A picture taken from Rafah shows smoke billowing over Khan Youning, southern Gaza Strip, Palestine, Jan. 24, 2024. (AFP Photo)

Khan Younis pummeled

Despite the outcry, Israel on Thursday stepped up its assault in the Gazan city of Khan Younis, with the Palestinian resistance group Hamas saying dozens were killed in heavy bombardment and urban combat.

The Israeli army says it has "encircled" Khan Younis, the hometown of Hamas's Gaza chief Yahya Sinwar, accused of being the mastermind of the Oct. 7 incursion that sparked the conflict.

Hamas, which has ruled Gaza since 2007, reported fierce clashes in the center and west of the city, where fighting has been inching closer to hospitals sheltering thousands of displaced people.

Its Health Ministry said at least 50 people were killed in Khan Younis over the past 24 hours. The army said several resistance members were killed in "close-quarters combat" in the city, and that strikes also targeted resistance groups in central and northern Gaza.
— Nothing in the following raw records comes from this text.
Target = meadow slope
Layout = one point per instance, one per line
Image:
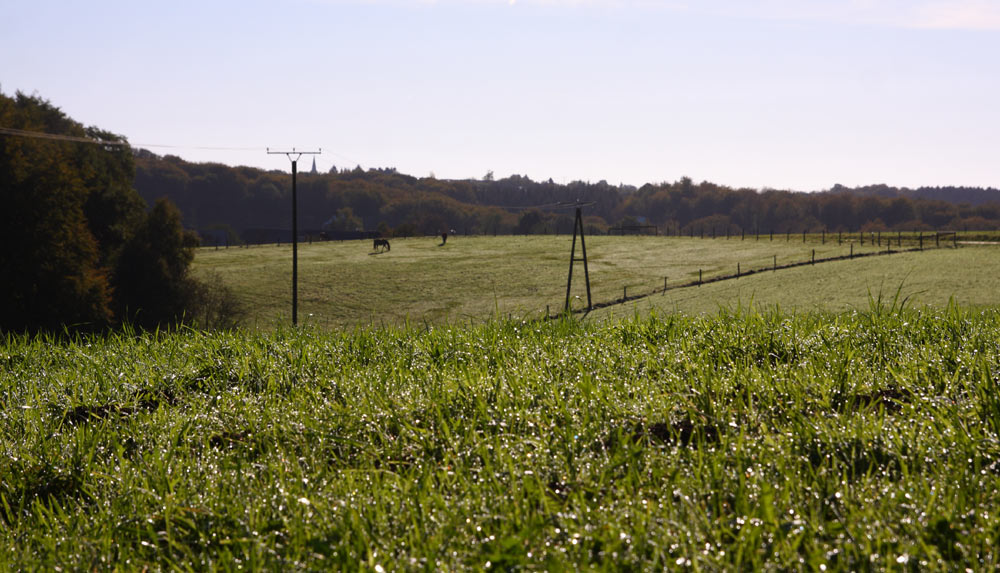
(470, 279)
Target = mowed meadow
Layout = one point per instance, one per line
(776, 425)
(471, 279)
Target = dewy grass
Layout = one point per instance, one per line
(744, 440)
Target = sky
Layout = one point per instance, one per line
(779, 94)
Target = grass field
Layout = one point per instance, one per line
(738, 441)
(344, 284)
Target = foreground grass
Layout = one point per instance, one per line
(734, 441)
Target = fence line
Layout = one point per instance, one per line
(744, 273)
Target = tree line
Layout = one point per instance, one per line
(81, 249)
(237, 201)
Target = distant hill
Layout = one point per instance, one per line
(955, 195)
(243, 202)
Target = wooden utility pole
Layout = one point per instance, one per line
(294, 156)
(578, 228)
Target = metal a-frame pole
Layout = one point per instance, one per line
(578, 227)
(295, 226)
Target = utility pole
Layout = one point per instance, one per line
(294, 156)
(578, 228)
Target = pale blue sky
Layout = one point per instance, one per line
(784, 94)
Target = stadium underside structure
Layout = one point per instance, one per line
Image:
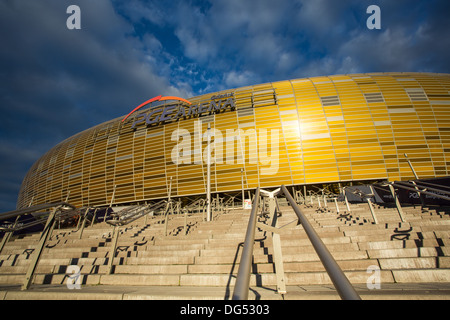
(342, 129)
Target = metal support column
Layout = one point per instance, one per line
(45, 235)
(242, 188)
(208, 174)
(112, 252)
(372, 211)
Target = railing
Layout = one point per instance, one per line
(337, 276)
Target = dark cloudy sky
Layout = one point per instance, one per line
(56, 82)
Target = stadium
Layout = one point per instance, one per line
(303, 132)
(190, 198)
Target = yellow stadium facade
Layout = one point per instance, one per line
(310, 131)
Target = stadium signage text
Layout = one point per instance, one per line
(173, 112)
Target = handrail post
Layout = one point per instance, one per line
(112, 252)
(45, 235)
(337, 276)
(397, 202)
(241, 287)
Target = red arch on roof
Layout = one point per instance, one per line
(158, 98)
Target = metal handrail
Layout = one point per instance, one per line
(28, 210)
(242, 284)
(412, 187)
(337, 276)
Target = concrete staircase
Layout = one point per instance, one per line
(412, 252)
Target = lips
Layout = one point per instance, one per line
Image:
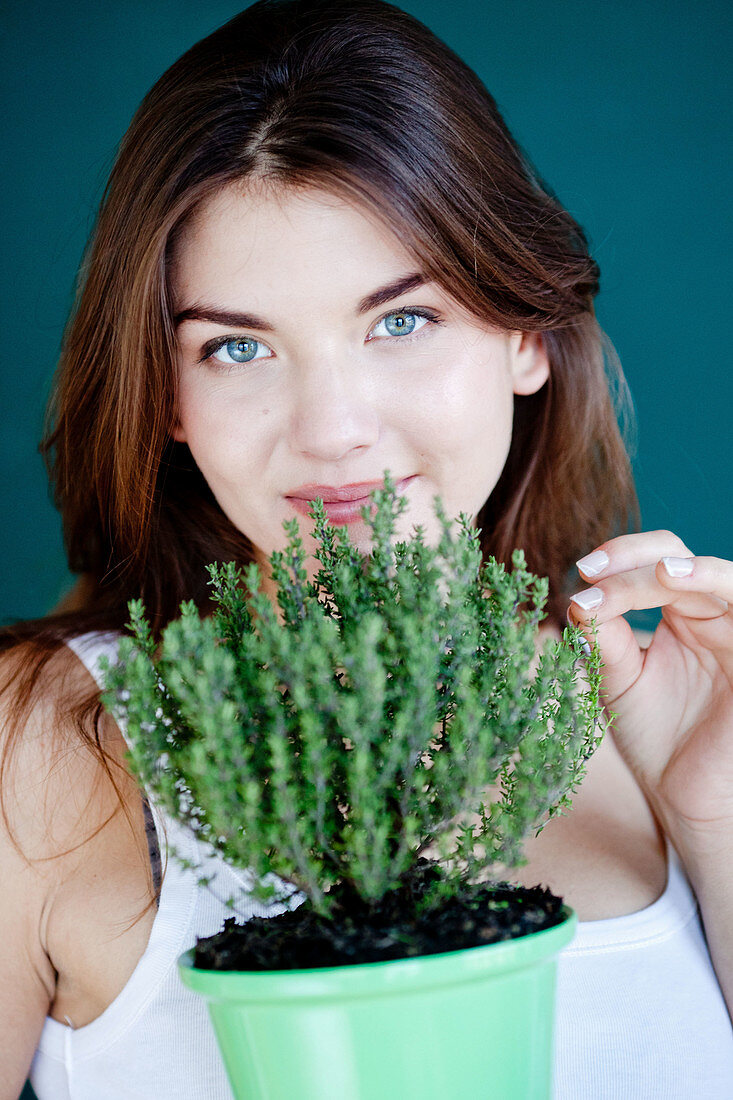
(341, 503)
(331, 494)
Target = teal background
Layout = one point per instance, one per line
(624, 107)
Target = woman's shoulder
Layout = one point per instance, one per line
(57, 749)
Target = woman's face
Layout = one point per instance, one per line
(293, 384)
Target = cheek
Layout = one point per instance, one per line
(465, 408)
(223, 437)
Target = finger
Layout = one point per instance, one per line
(641, 590)
(631, 551)
(710, 575)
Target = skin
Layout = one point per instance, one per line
(337, 400)
(334, 397)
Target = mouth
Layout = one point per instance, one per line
(343, 503)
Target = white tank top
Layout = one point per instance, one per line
(639, 1012)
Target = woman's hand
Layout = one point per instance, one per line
(674, 701)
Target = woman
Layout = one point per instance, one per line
(320, 254)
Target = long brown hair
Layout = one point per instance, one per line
(363, 100)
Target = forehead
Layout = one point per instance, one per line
(259, 234)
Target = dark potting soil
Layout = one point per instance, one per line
(358, 933)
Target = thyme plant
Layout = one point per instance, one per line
(362, 724)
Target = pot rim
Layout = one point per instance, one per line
(352, 980)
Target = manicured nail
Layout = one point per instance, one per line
(588, 600)
(678, 567)
(593, 563)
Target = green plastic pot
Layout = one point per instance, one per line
(473, 1024)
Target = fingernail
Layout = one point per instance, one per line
(678, 567)
(588, 600)
(593, 563)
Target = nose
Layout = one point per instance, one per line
(331, 414)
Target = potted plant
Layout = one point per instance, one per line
(381, 743)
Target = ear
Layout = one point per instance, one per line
(528, 360)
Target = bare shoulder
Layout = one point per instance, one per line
(65, 798)
(61, 760)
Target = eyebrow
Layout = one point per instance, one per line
(225, 317)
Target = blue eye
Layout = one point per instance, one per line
(404, 322)
(233, 350)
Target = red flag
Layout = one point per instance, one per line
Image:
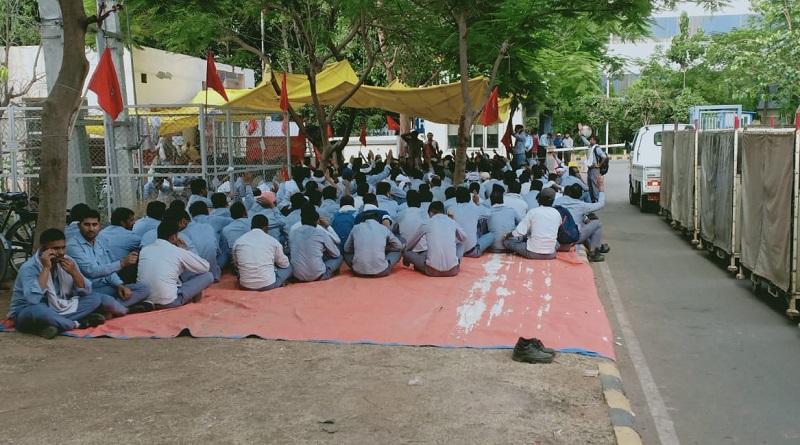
(285, 125)
(105, 84)
(284, 95)
(252, 126)
(391, 123)
(507, 136)
(212, 78)
(491, 111)
(363, 137)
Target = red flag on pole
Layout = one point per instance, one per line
(491, 111)
(507, 136)
(212, 78)
(105, 84)
(252, 126)
(363, 137)
(284, 95)
(391, 123)
(285, 125)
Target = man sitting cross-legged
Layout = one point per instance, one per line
(50, 294)
(468, 214)
(161, 263)
(314, 254)
(536, 236)
(370, 247)
(259, 258)
(94, 261)
(121, 241)
(445, 248)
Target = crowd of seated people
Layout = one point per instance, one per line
(370, 213)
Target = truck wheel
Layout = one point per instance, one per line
(644, 204)
(633, 198)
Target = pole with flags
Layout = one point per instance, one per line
(284, 103)
(212, 81)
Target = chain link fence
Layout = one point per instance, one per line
(178, 143)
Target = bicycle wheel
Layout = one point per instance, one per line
(21, 237)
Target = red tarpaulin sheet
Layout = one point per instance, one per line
(493, 301)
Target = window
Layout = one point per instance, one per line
(664, 27)
(452, 137)
(477, 136)
(657, 138)
(492, 140)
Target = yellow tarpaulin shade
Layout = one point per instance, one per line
(440, 103)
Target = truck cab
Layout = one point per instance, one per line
(644, 171)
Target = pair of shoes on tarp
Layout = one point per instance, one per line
(532, 350)
(597, 256)
(90, 321)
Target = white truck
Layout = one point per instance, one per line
(644, 171)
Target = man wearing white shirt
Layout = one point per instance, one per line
(536, 236)
(260, 259)
(315, 257)
(162, 263)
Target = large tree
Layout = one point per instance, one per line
(61, 105)
(18, 27)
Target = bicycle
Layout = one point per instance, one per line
(19, 225)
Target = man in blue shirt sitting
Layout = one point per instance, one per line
(50, 294)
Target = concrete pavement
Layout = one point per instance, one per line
(704, 360)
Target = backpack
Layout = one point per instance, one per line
(604, 165)
(568, 231)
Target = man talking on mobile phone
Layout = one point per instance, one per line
(50, 294)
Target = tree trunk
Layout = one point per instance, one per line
(467, 114)
(461, 150)
(64, 100)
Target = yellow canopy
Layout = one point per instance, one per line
(440, 103)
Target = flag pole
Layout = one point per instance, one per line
(288, 144)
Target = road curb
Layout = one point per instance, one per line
(581, 252)
(619, 407)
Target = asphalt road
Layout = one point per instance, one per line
(725, 362)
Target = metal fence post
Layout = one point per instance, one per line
(203, 141)
(230, 139)
(13, 146)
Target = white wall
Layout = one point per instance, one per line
(181, 76)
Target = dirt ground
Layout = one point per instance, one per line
(188, 390)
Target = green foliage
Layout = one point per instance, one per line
(20, 26)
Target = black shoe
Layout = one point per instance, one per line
(596, 257)
(48, 332)
(536, 343)
(91, 321)
(141, 307)
(528, 354)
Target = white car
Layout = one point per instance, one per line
(644, 172)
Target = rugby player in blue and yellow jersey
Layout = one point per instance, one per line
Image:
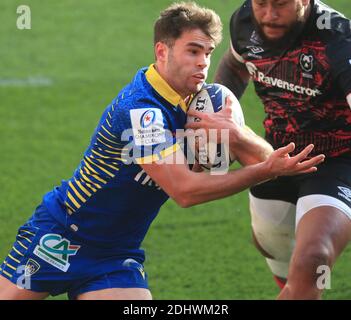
(85, 236)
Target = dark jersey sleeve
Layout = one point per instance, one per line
(339, 53)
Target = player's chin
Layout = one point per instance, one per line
(197, 85)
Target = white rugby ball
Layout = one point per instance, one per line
(210, 154)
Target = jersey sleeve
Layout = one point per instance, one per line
(339, 54)
(146, 132)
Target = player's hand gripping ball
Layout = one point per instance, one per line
(207, 151)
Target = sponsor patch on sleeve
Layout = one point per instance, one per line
(148, 126)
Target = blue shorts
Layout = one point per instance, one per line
(48, 258)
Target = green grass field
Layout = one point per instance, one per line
(55, 81)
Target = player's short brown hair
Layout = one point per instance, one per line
(185, 16)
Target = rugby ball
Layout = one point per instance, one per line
(209, 154)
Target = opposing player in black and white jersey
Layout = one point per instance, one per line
(298, 54)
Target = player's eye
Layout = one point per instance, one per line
(193, 51)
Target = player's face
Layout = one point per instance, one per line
(276, 18)
(187, 62)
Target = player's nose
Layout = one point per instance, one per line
(204, 61)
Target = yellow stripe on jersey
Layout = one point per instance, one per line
(83, 188)
(12, 267)
(88, 181)
(22, 245)
(30, 241)
(14, 259)
(5, 272)
(14, 249)
(101, 135)
(95, 176)
(80, 197)
(70, 209)
(87, 164)
(113, 148)
(108, 165)
(118, 153)
(74, 201)
(148, 159)
(113, 136)
(91, 175)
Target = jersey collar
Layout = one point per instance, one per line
(163, 88)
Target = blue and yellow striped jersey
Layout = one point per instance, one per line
(110, 201)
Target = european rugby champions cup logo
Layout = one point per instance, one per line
(148, 118)
(56, 251)
(306, 62)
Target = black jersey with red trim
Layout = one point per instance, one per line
(303, 84)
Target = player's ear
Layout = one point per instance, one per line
(161, 51)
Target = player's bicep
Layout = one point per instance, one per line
(339, 56)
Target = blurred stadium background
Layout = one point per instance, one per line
(55, 81)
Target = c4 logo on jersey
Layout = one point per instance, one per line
(31, 267)
(56, 251)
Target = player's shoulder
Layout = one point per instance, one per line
(138, 94)
(242, 29)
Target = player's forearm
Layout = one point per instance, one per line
(232, 75)
(203, 187)
(249, 148)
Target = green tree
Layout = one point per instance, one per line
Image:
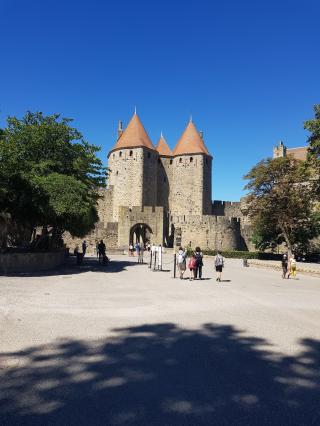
(49, 177)
(281, 204)
(313, 126)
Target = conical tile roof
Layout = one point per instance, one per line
(163, 148)
(190, 142)
(134, 136)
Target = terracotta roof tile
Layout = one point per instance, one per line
(190, 142)
(134, 136)
(163, 148)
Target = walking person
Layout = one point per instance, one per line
(292, 266)
(84, 247)
(199, 259)
(97, 249)
(138, 250)
(181, 262)
(219, 264)
(141, 253)
(284, 264)
(102, 251)
(192, 267)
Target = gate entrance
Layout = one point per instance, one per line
(140, 233)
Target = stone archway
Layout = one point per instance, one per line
(140, 232)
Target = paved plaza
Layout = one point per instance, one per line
(124, 345)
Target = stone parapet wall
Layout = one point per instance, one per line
(191, 185)
(227, 208)
(208, 232)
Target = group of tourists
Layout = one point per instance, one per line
(194, 262)
(289, 266)
(137, 249)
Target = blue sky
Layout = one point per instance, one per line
(248, 71)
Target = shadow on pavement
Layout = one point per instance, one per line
(89, 264)
(162, 375)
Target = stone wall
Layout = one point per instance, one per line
(226, 208)
(189, 194)
(126, 176)
(164, 173)
(152, 216)
(208, 232)
(150, 166)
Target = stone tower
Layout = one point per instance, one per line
(165, 173)
(280, 150)
(133, 163)
(191, 183)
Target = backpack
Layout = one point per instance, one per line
(181, 258)
(198, 259)
(192, 263)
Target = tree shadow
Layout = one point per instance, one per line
(161, 375)
(89, 264)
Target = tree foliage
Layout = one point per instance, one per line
(281, 203)
(313, 126)
(49, 175)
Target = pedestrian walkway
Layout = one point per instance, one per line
(128, 345)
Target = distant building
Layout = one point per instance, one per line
(282, 151)
(163, 197)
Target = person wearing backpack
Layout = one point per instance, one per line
(218, 263)
(192, 266)
(181, 262)
(199, 260)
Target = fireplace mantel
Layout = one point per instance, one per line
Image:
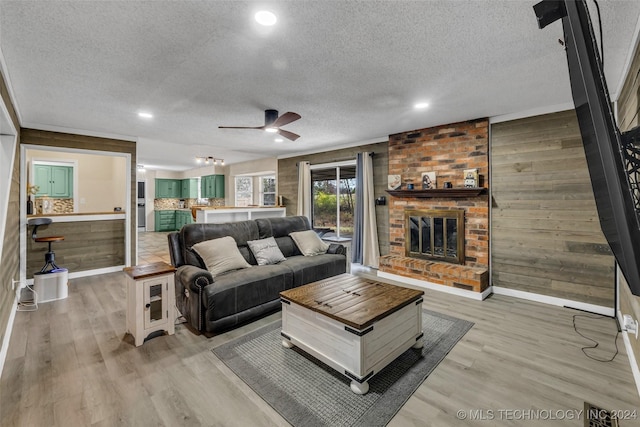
(439, 192)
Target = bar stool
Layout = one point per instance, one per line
(50, 256)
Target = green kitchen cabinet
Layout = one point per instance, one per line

At Deir al-Balah in central Gaza, the scene of some of the heaviest fighting, AFPTV footage showed graves with the names of those buried scrawled on them in crayon amid debris-strewn streets and pockmarked buildings.

"Those look like graves, but they are not proper ones," said Ahmad Abdul Salam, a resident of the city's Al-Maghazi refugee camp. "We buried whole families, who were wiped out, inside these mass graves."

The war erupted when Hamas and other resistance groups from Gaza launched the unprecedented Oct. 7 incursion of Israel which claimed about 1,140 lives.

They also seized 250 hostages, and Israel says around 132 remain in Gaza. That number includes the bodies of at least 28 dead hostages, according to an AFP tally based on Israeli figures.

Israel in response launched a relentless military offensive that has killed at least 25,700 people, about 70% of them women and children.